期刊
FOOD ANALYTICAL METHODS
卷 14, 期 2, 页码 411-421出版社
SPRINGER
DOI: 10.1007/s12161-020-01899-w
关键词
Ultrasound; Osmotic dehydration; Hexane; Solvent extraction; Hazelnut
资金
- UCSI University, Malaysia, through the Pioneer Scientist Incentive Fund [Proj-2019-FETBE-061]
This study investigated the effects of osmotic solution concentration and dehydration time on hazelnut oil yield, finding that using osmotic dehydration as a pretreatment method can increase oil production without negative impacts on quality.

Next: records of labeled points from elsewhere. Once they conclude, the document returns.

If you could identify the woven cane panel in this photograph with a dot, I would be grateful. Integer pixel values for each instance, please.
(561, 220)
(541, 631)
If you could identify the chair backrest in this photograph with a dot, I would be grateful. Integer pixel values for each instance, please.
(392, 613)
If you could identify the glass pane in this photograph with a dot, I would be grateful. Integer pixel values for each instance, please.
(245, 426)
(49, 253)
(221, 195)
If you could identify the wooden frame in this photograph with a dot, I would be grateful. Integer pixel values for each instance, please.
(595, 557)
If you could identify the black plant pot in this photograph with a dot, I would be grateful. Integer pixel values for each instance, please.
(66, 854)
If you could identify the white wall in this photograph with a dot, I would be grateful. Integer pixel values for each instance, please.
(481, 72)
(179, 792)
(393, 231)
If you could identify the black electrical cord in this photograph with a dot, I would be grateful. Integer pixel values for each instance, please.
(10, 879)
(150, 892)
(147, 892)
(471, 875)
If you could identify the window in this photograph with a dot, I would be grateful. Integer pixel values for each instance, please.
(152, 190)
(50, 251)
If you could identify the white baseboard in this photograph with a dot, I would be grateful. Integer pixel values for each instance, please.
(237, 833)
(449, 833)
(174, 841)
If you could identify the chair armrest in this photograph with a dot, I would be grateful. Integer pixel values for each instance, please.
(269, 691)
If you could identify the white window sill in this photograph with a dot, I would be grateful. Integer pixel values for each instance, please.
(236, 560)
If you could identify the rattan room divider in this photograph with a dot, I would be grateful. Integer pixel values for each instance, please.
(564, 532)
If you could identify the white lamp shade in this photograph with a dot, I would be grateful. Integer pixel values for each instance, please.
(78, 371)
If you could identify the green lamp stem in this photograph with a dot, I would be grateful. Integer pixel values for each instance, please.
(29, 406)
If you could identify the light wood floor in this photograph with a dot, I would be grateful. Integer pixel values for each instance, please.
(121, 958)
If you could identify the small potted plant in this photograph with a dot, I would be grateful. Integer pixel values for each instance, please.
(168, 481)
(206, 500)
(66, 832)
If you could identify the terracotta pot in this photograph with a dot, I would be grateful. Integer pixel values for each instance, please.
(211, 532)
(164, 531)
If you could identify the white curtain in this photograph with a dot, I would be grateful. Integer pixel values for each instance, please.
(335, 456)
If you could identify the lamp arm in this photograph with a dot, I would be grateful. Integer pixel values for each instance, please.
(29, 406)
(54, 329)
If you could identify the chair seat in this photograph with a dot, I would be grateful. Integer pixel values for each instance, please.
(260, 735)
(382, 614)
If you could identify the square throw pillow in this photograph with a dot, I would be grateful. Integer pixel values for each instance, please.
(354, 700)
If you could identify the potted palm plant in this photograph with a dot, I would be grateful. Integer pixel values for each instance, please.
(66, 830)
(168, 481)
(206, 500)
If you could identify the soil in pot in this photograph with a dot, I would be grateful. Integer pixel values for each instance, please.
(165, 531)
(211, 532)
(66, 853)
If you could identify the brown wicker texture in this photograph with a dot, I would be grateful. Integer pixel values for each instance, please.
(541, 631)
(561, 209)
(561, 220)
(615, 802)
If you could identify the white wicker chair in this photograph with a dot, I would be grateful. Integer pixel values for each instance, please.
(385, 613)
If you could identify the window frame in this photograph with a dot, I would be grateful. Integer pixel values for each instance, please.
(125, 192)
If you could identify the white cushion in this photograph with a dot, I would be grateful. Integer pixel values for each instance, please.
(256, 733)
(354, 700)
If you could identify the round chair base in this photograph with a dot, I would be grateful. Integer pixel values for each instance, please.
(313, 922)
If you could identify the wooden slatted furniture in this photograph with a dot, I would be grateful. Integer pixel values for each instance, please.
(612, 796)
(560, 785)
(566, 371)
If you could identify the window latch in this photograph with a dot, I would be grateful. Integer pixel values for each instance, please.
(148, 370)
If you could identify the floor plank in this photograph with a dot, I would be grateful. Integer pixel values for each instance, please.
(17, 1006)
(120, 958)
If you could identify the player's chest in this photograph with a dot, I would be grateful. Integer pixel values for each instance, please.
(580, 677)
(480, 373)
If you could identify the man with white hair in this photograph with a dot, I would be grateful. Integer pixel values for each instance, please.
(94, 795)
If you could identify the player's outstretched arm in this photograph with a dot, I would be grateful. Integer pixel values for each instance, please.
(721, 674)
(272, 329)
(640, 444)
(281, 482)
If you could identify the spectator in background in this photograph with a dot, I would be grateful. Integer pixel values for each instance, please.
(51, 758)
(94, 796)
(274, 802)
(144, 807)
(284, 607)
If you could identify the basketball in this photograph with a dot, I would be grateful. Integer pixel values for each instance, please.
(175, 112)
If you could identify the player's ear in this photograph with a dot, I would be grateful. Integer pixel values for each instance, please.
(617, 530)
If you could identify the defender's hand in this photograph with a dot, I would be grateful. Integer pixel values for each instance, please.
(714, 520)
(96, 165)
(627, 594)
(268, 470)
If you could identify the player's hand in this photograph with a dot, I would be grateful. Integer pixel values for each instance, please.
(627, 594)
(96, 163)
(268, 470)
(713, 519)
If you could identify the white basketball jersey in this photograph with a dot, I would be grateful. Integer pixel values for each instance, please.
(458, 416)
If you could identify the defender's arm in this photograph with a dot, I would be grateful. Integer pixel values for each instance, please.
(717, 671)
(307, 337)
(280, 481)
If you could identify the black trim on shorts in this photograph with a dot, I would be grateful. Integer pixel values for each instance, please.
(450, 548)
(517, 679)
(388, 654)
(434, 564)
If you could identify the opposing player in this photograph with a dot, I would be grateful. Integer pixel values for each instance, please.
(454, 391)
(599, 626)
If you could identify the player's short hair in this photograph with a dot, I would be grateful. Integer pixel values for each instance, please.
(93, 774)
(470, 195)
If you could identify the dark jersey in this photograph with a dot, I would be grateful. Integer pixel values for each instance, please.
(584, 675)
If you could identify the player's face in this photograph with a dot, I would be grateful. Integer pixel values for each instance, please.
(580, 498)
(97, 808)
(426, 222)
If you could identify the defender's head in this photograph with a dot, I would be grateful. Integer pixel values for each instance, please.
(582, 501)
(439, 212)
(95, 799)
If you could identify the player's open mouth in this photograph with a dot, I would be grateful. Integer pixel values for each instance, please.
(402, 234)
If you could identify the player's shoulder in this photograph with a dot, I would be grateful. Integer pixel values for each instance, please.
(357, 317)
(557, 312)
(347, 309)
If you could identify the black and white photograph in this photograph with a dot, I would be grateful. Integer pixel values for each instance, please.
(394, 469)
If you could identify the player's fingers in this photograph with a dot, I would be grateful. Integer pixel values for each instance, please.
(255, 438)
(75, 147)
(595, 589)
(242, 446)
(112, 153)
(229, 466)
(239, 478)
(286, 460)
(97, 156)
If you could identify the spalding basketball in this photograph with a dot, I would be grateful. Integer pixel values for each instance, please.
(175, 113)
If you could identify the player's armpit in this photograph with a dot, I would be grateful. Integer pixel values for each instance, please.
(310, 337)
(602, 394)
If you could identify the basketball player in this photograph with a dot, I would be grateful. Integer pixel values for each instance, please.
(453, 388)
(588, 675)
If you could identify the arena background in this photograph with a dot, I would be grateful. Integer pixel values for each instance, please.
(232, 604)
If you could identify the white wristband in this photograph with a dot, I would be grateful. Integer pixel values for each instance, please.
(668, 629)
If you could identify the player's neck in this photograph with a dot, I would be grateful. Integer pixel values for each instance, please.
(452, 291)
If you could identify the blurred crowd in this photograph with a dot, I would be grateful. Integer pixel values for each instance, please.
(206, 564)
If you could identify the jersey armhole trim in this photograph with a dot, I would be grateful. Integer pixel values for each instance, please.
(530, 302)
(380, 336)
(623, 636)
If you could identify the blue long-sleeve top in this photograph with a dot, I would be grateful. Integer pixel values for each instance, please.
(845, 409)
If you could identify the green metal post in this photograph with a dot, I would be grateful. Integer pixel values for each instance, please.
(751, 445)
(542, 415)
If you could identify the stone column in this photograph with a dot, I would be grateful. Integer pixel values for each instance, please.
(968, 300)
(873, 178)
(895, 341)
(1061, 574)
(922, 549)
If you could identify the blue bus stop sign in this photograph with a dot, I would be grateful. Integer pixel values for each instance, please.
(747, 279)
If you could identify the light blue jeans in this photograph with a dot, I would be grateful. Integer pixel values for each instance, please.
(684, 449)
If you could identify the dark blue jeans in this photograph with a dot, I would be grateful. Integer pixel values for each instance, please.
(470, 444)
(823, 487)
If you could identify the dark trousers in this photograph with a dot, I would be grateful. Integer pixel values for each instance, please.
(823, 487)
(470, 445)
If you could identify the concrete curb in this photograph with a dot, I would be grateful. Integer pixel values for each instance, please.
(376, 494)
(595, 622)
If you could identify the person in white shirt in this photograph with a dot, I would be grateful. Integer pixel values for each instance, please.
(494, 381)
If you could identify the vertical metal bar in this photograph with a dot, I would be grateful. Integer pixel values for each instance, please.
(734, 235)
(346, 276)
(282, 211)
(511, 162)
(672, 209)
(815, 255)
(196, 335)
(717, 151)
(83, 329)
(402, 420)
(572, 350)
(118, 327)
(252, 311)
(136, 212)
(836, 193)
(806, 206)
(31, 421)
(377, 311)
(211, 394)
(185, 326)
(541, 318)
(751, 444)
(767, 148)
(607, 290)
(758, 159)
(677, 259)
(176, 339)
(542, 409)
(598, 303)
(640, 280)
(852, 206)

Hazelnut oil is a valuable product which can be used in various applications not limited to food processing, cosmetic product, and pharmaceutical industry. Traditionally, heating process is used to remove the moisture in various nuts and seeds prior to oil extraction stage in the industry which is relatively energy consuming. In this study, osmotic dehydration which is normally used as a pretreatment in fruit dehydration process was applied as a low-energy moisture removal method during the ultrasound-assisted extraction of oil from hazelnut. The effects of ultrasound amplitude, concentration of osmotic solution, and dehydration time on the yield and characteristics of hazelnut oil obtained were investigated in this study. Concentration of osmotic solution and dehydration time showed more significant effects on water removal as compared with ultrasound amplitude. Higher oil yield of 93% was achieved with the introduction of osmotic dehydration as pretreatment without negative impacts on quality of oil as compared with 88% oil yield in extraction without dehydration aid. The values for quality of oil obtained were in the range of 25-40 g/100 g oil, 0.5-1.1 g/100 g oil, and 2-6 mEq/kg for iodine, free fatty acid, and peroxide values, respectively. All the values were in the range of edible oil standard. Therefore, osmotic dehydration is a promising pretreatment method to enhance oil yield during extraction process in food industry.